Donny Becker started wanting things his way while still tethered to his loving mother, Esther. The other moms-in-the-making would touch each other’s bellies to feel their babies kicking, but Esther Becker wouldn’t let them touch hers for fear her unborn baby might fracture a friend’s finger. Donny stopped doing the conga just as he slid out of her, feet first, into Doctor Herschkowitz’s latex-covered palms, May 16th, 1929, three weeks premature, hell-bent on dining alfresco.
“He wanted out,” the much relieved Esther Becker announced to all who would listen.
”My ‘tatella,’, Donald, wanted out, feet first, three weeks before my due date, and he got his way.”
After he was launched, Esther’s tatella needed something to occupy his every minute or he would scream until the china vibrated in the family breakfront. That heirloom had finagled its way through generations in Russia, the lower Eastside, Harlem, until finally settling opposite their dining room table in what was half of the tshatshke-challenged Becker living room in apartment 2C of 3220 Steuben Avenue in the Bronx. The space between the dining room chairs and the breakfront was so narrow, no one except Donny's two-dimensional sliver of an aunt, Ceil Becker, could sit there, as if she were wallpapered against the remarkably uncomfortable straight-backed dining room chair.
Donny liked to chew on Esther’s nipple even when he wasn’t hungry, and when her sore nipples were on the lam, he’d want the mobile, not to look at, but to take apart. As Donny cajoled his way into his teens, he still had to be occupied almost every minute of every day and most of every middle of every night. While his neighbors escaped into slumber, his genes impelled him to cling to a few more hours of the precious twenty-four. From conception, needless to say, Donny Becker possessed an innate need for stimulation.
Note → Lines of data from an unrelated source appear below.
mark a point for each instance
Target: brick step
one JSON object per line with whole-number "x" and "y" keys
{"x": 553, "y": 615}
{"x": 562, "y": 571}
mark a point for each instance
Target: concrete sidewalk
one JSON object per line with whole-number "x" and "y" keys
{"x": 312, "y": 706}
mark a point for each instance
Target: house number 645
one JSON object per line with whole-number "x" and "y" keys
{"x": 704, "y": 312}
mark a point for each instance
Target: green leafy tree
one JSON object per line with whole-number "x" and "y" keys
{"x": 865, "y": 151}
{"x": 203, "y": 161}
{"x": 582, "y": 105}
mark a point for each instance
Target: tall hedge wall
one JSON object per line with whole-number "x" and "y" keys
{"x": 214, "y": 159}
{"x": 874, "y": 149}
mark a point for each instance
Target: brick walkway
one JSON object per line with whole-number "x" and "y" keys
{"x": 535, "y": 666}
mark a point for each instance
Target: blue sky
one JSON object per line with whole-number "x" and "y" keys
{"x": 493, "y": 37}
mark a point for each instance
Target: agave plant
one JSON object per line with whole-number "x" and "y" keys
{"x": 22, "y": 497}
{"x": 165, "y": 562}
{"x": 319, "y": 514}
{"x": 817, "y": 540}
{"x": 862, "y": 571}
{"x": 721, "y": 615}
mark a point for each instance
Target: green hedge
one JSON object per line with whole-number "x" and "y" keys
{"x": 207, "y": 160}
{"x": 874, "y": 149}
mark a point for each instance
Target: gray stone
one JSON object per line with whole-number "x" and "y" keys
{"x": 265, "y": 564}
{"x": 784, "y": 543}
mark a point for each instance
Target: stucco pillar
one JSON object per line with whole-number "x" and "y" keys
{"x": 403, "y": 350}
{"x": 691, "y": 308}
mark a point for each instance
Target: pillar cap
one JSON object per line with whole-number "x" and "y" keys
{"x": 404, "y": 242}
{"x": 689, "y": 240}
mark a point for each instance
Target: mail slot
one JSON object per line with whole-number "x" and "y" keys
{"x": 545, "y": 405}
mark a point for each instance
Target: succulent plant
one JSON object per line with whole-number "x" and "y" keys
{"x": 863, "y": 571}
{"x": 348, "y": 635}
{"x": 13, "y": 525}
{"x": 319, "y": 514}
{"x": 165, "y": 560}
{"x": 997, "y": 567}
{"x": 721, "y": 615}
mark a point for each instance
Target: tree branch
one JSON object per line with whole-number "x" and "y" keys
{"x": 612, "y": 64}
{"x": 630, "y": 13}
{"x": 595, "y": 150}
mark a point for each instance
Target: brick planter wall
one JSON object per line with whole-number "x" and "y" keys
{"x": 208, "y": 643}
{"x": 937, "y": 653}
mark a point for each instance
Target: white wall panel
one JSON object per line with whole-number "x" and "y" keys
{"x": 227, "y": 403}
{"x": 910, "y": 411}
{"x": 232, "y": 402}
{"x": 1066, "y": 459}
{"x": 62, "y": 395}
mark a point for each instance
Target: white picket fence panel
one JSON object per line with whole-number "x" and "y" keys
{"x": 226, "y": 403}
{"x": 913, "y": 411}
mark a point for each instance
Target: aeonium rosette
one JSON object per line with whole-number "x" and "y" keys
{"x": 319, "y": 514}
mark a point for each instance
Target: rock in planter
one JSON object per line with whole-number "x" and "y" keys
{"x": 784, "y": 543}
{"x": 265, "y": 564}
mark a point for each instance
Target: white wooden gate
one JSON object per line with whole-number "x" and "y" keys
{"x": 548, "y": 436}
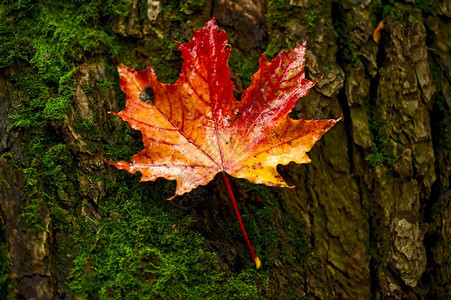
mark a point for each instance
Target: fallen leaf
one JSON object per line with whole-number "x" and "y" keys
{"x": 195, "y": 128}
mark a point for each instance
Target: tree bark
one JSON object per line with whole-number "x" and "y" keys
{"x": 374, "y": 204}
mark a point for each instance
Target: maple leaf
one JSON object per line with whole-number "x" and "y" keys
{"x": 195, "y": 128}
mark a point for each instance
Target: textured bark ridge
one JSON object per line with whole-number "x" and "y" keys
{"x": 374, "y": 204}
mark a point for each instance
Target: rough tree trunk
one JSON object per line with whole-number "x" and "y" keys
{"x": 369, "y": 217}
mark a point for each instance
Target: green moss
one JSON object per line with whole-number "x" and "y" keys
{"x": 6, "y": 283}
{"x": 244, "y": 64}
{"x": 146, "y": 254}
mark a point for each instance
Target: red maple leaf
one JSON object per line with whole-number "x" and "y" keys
{"x": 195, "y": 128}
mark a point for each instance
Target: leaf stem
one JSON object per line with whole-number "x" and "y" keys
{"x": 251, "y": 250}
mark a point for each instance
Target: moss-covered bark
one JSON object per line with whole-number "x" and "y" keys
{"x": 370, "y": 217}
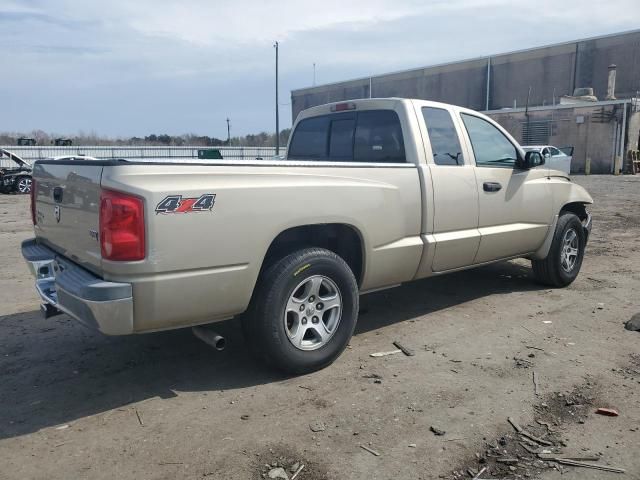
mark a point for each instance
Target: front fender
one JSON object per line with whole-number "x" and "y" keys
{"x": 565, "y": 193}
{"x": 573, "y": 193}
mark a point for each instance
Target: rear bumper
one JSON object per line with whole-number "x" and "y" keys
{"x": 106, "y": 306}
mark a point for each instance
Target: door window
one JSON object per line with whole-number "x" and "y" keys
{"x": 445, "y": 144}
{"x": 490, "y": 147}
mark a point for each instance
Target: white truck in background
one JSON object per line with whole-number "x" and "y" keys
{"x": 373, "y": 193}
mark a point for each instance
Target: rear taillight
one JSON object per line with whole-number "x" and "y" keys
{"x": 121, "y": 226}
{"x": 32, "y": 194}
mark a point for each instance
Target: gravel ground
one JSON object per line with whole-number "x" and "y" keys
{"x": 76, "y": 404}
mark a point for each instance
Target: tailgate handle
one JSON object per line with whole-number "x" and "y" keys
{"x": 491, "y": 186}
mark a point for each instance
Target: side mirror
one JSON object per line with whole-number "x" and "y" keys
{"x": 532, "y": 159}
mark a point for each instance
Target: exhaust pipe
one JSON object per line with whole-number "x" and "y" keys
{"x": 210, "y": 337}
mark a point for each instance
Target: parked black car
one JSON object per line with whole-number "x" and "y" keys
{"x": 15, "y": 179}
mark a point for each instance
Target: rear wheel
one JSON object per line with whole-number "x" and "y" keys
{"x": 23, "y": 185}
{"x": 304, "y": 311}
{"x": 562, "y": 265}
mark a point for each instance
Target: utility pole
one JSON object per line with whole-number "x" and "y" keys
{"x": 277, "y": 114}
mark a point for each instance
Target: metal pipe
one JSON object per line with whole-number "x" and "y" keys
{"x": 622, "y": 138}
{"x": 277, "y": 113}
{"x": 210, "y": 337}
{"x": 611, "y": 83}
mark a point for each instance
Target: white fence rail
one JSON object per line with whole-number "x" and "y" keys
{"x": 29, "y": 154}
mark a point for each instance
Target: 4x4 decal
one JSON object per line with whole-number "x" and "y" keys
{"x": 177, "y": 204}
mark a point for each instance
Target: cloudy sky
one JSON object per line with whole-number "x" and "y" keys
{"x": 125, "y": 67}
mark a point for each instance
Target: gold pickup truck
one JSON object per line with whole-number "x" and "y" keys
{"x": 373, "y": 193}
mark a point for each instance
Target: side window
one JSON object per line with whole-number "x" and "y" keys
{"x": 341, "y": 139}
{"x": 490, "y": 147}
{"x": 309, "y": 141}
{"x": 445, "y": 143}
{"x": 378, "y": 137}
{"x": 554, "y": 151}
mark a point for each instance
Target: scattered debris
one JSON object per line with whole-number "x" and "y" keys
{"x": 297, "y": 472}
{"x": 528, "y": 435}
{"x": 407, "y": 351}
{"x": 317, "y": 427}
{"x": 534, "y": 348}
{"x": 370, "y": 450}
{"x": 575, "y": 463}
{"x": 546, "y": 424}
{"x": 522, "y": 363}
{"x": 139, "y": 417}
{"x": 634, "y": 323}
{"x": 477, "y": 477}
{"x": 578, "y": 458}
{"x": 384, "y": 354}
{"x": 278, "y": 473}
{"x": 609, "y": 412}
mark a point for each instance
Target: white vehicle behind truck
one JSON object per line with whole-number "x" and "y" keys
{"x": 372, "y": 194}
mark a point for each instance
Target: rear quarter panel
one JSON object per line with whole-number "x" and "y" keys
{"x": 202, "y": 266}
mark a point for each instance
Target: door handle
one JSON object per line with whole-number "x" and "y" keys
{"x": 491, "y": 186}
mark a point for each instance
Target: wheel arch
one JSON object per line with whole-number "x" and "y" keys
{"x": 578, "y": 208}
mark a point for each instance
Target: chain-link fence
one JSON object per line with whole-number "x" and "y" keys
{"x": 29, "y": 154}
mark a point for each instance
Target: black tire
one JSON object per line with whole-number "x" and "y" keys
{"x": 550, "y": 271}
{"x": 18, "y": 185}
{"x": 264, "y": 325}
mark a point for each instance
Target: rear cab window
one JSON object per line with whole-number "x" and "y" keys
{"x": 445, "y": 143}
{"x": 368, "y": 136}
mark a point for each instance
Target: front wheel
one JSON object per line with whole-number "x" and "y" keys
{"x": 304, "y": 311}
{"x": 562, "y": 265}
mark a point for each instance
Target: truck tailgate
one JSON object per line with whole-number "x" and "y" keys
{"x": 67, "y": 198}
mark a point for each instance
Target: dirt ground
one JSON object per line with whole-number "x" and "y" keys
{"x": 75, "y": 404}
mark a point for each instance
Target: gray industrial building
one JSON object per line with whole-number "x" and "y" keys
{"x": 500, "y": 85}
{"x": 499, "y": 81}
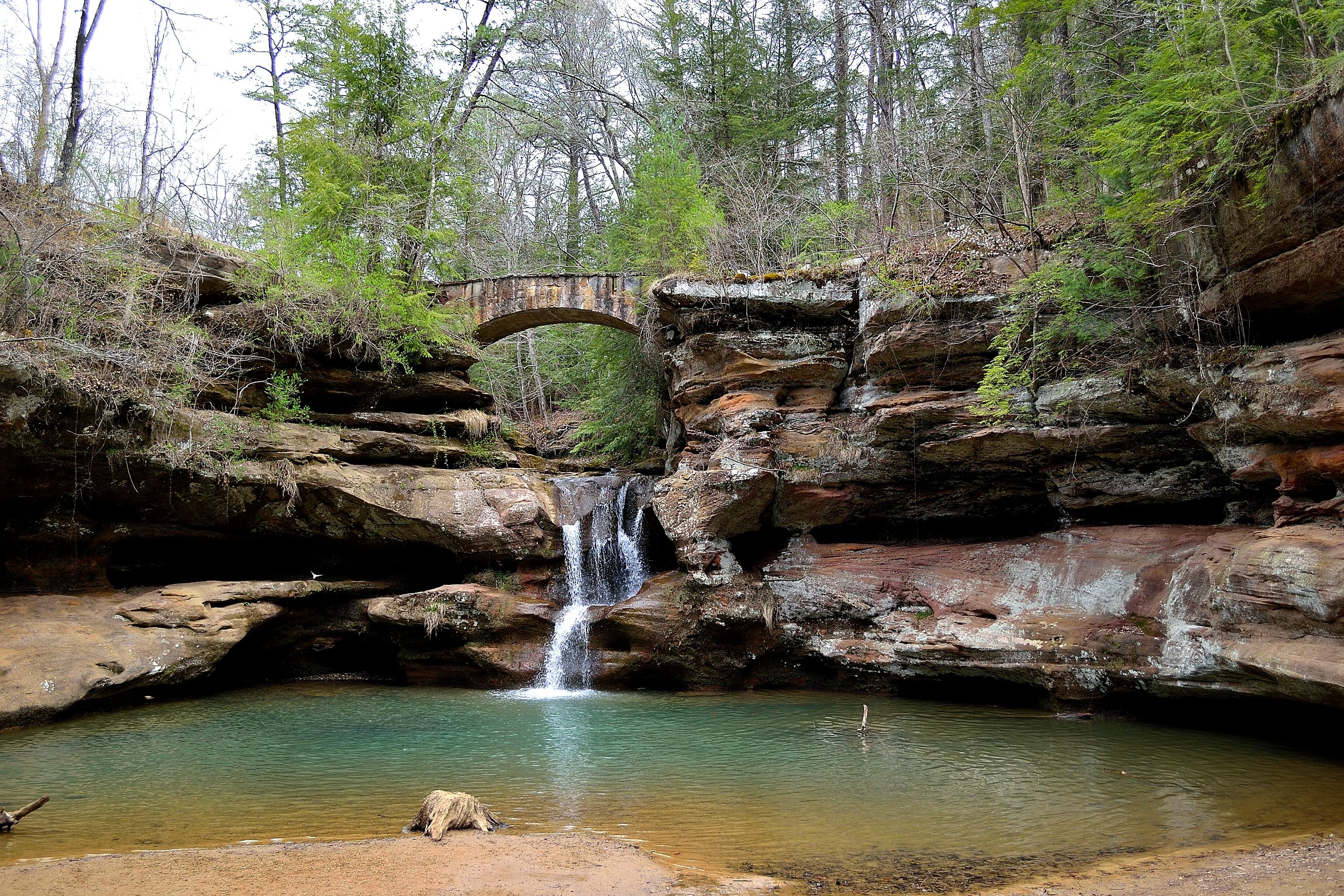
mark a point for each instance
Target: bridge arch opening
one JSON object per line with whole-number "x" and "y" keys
{"x": 506, "y": 305}
{"x": 507, "y": 326}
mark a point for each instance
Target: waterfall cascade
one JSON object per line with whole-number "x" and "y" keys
{"x": 605, "y": 562}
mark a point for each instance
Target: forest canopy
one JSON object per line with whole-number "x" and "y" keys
{"x": 715, "y": 136}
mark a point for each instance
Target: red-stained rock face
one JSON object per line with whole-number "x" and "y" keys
{"x": 1084, "y": 615}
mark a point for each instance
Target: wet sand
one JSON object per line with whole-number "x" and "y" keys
{"x": 1301, "y": 868}
{"x": 472, "y": 864}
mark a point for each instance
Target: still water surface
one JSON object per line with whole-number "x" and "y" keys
{"x": 776, "y": 782}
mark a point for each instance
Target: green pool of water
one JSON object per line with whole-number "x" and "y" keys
{"x": 771, "y": 782}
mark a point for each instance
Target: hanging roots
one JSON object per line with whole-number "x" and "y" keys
{"x": 442, "y": 812}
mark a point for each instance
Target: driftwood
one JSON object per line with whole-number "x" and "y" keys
{"x": 8, "y": 821}
{"x": 442, "y": 812}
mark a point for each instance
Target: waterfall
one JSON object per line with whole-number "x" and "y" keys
{"x": 605, "y": 562}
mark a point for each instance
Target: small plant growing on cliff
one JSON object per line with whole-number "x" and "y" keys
{"x": 439, "y": 432}
{"x": 484, "y": 452}
{"x": 1061, "y": 321}
{"x": 285, "y": 405}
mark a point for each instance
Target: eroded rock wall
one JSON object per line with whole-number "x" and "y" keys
{"x": 846, "y": 512}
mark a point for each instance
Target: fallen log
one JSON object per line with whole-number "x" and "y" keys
{"x": 444, "y": 810}
{"x": 8, "y": 821}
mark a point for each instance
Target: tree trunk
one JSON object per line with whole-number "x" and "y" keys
{"x": 82, "y": 38}
{"x": 842, "y": 103}
{"x": 143, "y": 199}
{"x": 8, "y": 821}
{"x": 273, "y": 50}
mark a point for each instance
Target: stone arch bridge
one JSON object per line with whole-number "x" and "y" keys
{"x": 507, "y": 305}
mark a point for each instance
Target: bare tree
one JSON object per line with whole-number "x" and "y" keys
{"x": 82, "y": 38}
{"x": 272, "y": 38}
{"x": 48, "y": 71}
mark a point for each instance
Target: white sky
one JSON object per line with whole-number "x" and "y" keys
{"x": 119, "y": 65}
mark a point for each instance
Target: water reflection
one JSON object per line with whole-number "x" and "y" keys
{"x": 768, "y": 781}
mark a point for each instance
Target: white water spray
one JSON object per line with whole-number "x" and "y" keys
{"x": 604, "y": 563}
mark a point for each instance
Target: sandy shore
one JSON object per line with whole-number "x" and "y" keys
{"x": 1303, "y": 868}
{"x": 472, "y": 864}
{"x": 464, "y": 864}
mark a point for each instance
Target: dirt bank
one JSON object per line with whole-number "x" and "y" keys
{"x": 465, "y": 864}
{"x": 471, "y": 864}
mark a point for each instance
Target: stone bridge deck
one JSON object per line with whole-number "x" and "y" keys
{"x": 507, "y": 305}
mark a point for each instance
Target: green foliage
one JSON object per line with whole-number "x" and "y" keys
{"x": 484, "y": 451}
{"x": 1163, "y": 113}
{"x": 667, "y": 218}
{"x": 344, "y": 261}
{"x": 600, "y": 375}
{"x": 1061, "y": 323}
{"x": 620, "y": 401}
{"x": 285, "y": 405}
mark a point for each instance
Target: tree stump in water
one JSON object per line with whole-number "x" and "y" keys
{"x": 8, "y": 821}
{"x": 442, "y": 812}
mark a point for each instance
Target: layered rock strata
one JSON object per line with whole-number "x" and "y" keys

The summer of 1943 had been like all the others since the war began -– not quite fun. War or no war, a few days after school ended every June, Donny was one of the thousands of Jewish kids who rode the tsunami of parents, grandparents, uncles and aunts escaping the stifling New York City tenements to the shore at Rockaway Beach, Queens, New York. Like the Canadian geese and Monarch butterflies whose genes dictated their yearly migration, their Jewish genes insisted they migrate to the cooler coast, to their rented bungalows and the soothing scent and sounds of the Atlantic Ocean, before the neighborhood pavement back home became a griddle.
Since the war started, neatly folded miniature flags, layered between bathing suits and towels, accompanied the tenement geese on their migration. The flags summered at the coast in bungalow windows. Each had a red border defining a white perpendicular rectangle that had one or more stars in it. A blue star indicated a loved one was serving his or her country. A gold star meant that the life of a loved one had evaporated -- and the lives of those staring out the window had changed forever. During the summer of ’42, the summer Donny met Maggie, the tenement geese weren’t the only ones making their way to the coast. Nazi U-Boats were doing the same coming from the opposite direction across the Atlantic moving toward the silhouettes of troop and cargo ships backlit by the glow of Manhattan at night. Millions of tons of U.S. ships and war supplies destined for England had been torpedoed and sunk along with the futures of many onboard.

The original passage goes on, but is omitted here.